Lula quer discutir guerra da Ucrânia com Trump e retomar papel de mediador internacional

Presidente busca reaproximação diplomática com os Estados Unidos e pretende recolocar o Brasil como articulador de diálogo entre Rússia e Ucrânia
O presidente Luiz Inácio Lula da Silva (PT) sinalizou que pretende retomar o plano de colocar o Brasil como mediador na guerra entre Rússia e Ucrânia. A declaração foi feita nesta segunda-feira (27), durante entrevista coletiva na Malásia, após o encontro com o presidente norte-americano Donald Trump.

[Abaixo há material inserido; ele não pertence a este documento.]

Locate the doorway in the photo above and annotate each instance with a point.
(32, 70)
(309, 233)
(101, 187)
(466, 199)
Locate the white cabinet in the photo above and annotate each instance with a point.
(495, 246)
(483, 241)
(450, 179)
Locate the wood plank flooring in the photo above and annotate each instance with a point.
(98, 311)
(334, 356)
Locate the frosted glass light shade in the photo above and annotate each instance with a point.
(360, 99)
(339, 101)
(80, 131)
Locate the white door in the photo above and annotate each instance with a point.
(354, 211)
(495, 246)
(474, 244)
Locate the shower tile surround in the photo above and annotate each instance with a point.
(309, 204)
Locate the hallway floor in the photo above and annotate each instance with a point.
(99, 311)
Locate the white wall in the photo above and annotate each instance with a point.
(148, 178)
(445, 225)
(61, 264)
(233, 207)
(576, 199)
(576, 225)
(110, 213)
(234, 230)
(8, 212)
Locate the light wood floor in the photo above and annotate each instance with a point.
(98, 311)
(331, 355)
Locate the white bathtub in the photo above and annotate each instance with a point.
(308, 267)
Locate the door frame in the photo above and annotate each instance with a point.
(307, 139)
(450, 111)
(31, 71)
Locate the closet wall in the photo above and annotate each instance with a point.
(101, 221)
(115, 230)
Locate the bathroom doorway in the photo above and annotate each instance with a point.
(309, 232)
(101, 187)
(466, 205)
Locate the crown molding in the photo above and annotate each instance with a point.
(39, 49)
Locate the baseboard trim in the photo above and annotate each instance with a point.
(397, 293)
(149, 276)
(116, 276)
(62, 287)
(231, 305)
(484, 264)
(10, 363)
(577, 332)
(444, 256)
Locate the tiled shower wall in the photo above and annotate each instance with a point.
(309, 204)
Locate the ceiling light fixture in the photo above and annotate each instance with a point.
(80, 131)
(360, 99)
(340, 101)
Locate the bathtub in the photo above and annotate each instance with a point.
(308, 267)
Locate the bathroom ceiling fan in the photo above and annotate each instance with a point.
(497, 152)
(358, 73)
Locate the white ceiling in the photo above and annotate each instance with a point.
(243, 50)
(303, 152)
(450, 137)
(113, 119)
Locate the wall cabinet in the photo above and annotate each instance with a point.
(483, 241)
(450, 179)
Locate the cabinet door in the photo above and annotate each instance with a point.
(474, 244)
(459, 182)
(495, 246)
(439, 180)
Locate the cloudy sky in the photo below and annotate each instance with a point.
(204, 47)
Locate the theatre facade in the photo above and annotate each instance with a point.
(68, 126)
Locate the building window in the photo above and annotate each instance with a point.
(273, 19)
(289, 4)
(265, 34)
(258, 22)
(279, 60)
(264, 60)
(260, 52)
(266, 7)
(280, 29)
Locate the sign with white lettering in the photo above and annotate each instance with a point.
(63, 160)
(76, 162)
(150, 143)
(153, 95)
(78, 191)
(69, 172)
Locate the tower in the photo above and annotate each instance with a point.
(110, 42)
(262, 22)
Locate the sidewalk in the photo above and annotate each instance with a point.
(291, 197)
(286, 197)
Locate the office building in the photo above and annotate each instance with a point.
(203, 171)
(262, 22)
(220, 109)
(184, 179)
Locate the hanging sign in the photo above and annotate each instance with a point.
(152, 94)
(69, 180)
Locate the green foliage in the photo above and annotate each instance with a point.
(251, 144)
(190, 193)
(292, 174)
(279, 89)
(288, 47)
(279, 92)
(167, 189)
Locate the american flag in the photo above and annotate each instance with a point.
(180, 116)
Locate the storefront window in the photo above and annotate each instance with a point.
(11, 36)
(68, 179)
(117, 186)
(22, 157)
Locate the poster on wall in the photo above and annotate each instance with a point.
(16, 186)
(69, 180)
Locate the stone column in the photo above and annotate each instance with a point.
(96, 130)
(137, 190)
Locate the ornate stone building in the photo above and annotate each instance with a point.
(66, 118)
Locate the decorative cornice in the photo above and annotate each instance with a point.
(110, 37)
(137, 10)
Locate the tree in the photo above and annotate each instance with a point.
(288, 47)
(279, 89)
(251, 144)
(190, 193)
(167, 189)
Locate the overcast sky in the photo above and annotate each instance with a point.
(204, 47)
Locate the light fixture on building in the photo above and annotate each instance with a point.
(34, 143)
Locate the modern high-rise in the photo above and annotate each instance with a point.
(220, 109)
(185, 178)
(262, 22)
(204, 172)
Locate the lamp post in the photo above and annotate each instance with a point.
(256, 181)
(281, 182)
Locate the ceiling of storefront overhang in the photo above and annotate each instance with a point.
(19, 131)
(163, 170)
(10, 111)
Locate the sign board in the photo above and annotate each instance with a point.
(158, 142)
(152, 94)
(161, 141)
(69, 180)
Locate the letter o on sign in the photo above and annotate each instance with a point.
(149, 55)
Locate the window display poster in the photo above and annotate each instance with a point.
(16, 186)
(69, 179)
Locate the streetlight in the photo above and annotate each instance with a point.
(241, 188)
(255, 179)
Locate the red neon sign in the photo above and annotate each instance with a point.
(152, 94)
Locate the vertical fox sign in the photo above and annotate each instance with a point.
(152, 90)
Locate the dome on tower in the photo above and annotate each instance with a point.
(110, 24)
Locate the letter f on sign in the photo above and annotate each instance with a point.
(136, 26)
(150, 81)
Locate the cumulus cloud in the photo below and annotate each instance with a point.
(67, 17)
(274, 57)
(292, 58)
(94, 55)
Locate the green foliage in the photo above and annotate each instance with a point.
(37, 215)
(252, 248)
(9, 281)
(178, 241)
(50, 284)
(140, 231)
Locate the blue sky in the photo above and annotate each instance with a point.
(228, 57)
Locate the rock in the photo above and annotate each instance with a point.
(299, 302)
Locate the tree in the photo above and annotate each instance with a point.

“Qualquer dia vou dizer pra ele que a gente pode resolver essa guerra da Rússia e Ucrânia”, afirmou o presidente, demonstrando entusiasmo após a reunião bilateral com o republicano durante a 47ª Cúpula da Associação das Nações do Sudeste Asiático (Asean).
A iniciativa de Lula não é nova e reflete o desejo do governo brasileiro de ampliar sua presença diplomática e conquistar uma vaga no Conselho de Segurança da ONU. Desde o início do atual mandato, o petista tenta se colocar como mediador de conflitos, mas enfrentou resistência da Ucrânia. O presidente Volodymyr Zelensky afirmou, em maio, ter “perdido a confiança” no Brasil por considerar as posições de Lula favoráveis à Rússia.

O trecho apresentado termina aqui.